Whenever discussing world issues, I always bring up my huge concern about the Great Pacific Garbage Patch. The Great Pacific Garbage Patch is a collection of marine debris (mainly non biodegradable plastics) in the North Pacific Ocean. It spans the waters from the West Coast of North America to Japan in two chunks, the East Patch & the West Patch.
- Beach clean ups- because the majority of plastic in the ocean comes from the coastline
- Offshore/intracoastal clean ups– 4Ocean has 5 vessels that are out 7 days a week cleaning the ocean
- Partnering with other clean up organizations
The National Ocean and Atmospheric Administration’s Marine Debris Program has estimated that it would take 67 ships one year to clean up less than one percent of the North Pacific Ocean.

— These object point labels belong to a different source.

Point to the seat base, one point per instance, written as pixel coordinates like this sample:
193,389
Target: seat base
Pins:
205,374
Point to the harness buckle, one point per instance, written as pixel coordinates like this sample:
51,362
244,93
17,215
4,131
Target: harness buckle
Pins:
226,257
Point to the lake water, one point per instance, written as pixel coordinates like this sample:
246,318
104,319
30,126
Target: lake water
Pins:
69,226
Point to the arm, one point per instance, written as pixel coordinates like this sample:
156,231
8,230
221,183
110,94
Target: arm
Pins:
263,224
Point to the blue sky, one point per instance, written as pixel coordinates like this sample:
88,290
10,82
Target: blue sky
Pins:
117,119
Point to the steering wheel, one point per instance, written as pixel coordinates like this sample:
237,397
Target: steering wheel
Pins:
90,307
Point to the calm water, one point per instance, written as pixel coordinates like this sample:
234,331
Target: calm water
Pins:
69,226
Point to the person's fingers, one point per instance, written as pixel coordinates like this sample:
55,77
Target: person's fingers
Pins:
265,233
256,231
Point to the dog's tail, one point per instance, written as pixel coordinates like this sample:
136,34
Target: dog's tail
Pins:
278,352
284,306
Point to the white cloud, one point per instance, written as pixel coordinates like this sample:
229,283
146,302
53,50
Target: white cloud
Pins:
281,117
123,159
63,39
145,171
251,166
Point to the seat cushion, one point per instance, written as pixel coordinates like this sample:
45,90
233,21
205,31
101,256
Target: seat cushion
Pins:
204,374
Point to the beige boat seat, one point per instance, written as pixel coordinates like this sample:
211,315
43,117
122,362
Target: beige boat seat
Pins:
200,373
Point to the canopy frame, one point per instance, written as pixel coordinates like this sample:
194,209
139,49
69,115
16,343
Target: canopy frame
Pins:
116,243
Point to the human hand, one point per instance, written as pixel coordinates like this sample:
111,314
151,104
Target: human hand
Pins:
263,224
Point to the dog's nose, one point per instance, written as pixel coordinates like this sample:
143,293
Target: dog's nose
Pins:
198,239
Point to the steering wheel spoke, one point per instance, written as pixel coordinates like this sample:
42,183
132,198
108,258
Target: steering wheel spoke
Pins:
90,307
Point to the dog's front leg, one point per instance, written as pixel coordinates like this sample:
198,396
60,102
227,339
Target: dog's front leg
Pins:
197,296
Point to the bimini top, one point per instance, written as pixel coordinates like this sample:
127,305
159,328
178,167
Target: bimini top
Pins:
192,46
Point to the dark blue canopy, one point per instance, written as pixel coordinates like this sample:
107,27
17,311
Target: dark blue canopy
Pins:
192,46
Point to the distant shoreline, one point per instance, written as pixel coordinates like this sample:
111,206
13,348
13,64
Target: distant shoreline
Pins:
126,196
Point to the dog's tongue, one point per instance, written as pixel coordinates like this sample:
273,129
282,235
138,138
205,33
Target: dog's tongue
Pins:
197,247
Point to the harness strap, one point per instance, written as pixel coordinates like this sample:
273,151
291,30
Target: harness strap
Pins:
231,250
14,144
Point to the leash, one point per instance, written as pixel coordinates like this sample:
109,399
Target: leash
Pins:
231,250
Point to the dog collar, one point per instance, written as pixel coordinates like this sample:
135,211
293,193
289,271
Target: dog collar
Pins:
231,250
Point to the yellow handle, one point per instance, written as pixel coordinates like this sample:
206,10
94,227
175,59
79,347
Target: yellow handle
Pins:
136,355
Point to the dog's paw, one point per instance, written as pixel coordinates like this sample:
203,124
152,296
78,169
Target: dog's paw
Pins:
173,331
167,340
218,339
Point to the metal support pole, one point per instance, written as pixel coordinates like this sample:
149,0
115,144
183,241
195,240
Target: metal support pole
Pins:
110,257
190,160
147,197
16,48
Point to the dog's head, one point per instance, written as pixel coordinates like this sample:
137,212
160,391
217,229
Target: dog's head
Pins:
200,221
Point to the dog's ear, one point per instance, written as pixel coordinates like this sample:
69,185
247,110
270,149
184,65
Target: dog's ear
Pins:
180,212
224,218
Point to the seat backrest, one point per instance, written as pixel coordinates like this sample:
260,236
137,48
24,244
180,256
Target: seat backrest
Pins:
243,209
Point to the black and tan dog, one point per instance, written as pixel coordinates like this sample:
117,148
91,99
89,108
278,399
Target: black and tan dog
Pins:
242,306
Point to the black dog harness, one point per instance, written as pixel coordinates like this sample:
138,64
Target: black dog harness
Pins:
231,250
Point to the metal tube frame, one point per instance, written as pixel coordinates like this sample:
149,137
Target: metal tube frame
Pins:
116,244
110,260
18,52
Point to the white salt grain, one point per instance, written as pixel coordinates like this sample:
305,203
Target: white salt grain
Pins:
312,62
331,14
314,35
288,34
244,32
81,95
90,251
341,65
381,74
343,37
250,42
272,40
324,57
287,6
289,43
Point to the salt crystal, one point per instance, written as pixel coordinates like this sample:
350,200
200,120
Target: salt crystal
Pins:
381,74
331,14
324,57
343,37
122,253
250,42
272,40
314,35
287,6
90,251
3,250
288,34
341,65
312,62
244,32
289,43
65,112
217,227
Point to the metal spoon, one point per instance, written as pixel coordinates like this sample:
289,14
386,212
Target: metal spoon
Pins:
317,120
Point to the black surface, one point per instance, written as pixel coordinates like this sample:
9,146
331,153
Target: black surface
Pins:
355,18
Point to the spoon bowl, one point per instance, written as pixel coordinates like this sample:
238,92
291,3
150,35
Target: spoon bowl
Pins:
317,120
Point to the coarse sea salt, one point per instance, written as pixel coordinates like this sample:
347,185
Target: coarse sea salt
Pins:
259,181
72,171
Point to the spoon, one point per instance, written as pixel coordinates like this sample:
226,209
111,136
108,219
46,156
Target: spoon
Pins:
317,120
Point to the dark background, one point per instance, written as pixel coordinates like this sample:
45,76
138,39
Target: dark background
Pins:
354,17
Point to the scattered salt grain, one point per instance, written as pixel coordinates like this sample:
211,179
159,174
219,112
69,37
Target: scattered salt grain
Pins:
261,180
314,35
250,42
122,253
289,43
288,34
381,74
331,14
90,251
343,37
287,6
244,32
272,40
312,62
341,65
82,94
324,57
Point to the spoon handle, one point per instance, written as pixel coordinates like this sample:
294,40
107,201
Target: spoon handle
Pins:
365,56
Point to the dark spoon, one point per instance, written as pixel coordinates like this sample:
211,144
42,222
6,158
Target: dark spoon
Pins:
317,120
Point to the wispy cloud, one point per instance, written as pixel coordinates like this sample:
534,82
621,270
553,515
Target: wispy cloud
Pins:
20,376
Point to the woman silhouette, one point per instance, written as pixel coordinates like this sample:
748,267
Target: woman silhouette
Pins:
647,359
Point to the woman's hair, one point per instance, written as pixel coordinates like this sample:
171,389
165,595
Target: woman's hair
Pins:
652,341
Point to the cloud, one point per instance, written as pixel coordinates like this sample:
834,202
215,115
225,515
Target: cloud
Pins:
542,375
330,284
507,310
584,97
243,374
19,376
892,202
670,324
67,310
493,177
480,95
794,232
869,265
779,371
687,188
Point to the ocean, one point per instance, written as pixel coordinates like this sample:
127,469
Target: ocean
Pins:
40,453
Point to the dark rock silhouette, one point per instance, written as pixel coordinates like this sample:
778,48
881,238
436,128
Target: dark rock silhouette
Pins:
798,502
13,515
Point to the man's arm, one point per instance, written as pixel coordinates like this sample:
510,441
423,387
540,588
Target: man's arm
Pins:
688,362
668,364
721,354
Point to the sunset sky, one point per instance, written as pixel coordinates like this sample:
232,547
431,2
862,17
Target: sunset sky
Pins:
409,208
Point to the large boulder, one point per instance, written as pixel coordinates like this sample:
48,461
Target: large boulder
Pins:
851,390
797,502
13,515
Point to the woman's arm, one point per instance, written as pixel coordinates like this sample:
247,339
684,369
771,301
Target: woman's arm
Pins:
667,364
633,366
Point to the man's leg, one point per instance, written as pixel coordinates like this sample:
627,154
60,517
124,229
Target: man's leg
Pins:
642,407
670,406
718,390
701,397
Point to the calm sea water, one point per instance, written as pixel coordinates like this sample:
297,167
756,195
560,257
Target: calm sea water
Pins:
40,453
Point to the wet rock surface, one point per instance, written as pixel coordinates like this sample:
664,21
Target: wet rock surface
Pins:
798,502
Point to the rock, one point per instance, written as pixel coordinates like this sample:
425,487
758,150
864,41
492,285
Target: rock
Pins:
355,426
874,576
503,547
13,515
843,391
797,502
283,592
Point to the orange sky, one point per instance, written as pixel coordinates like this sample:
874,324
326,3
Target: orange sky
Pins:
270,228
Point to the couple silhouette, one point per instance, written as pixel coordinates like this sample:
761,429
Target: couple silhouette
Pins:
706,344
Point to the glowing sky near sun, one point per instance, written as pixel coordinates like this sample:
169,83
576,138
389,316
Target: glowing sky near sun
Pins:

And because of this depressing stat, no one is really doing anything about it.
Remember “the journey of a thousand miles begins with a single step” and that is what 4Ocean is right now, that first step.
I was ready to donate to the company immediately and when I went to their website I saw that they sell bracelets to fundraise for clean up costs.
4Ocean Bracelets are made from recycled glass bottle and post-consumer recycled water bottles. Every 4Ocean Bracelet purchased helps fund the removal of 1 pound of trash from the ocean from both onshore and offshore cleanups.
They also currently have a special edition Shark Conservation bracelet where 10% of the proceeds go to Shark Conservation Programs and the rest to clean up costs.
WHAT YOU CAN DO
It can be easy for those of land locked in the prairies to think that the state of the ocean doesn’t affect us, but it really, truly does. And we all need to do what we can to reduce the damage done to them.
Scientists and explorers agree that limiting or eliminating our use of disposable plastics and increasing our use of biodegradable resources will be the best way to clean up the Great Pacific Garbage Patch.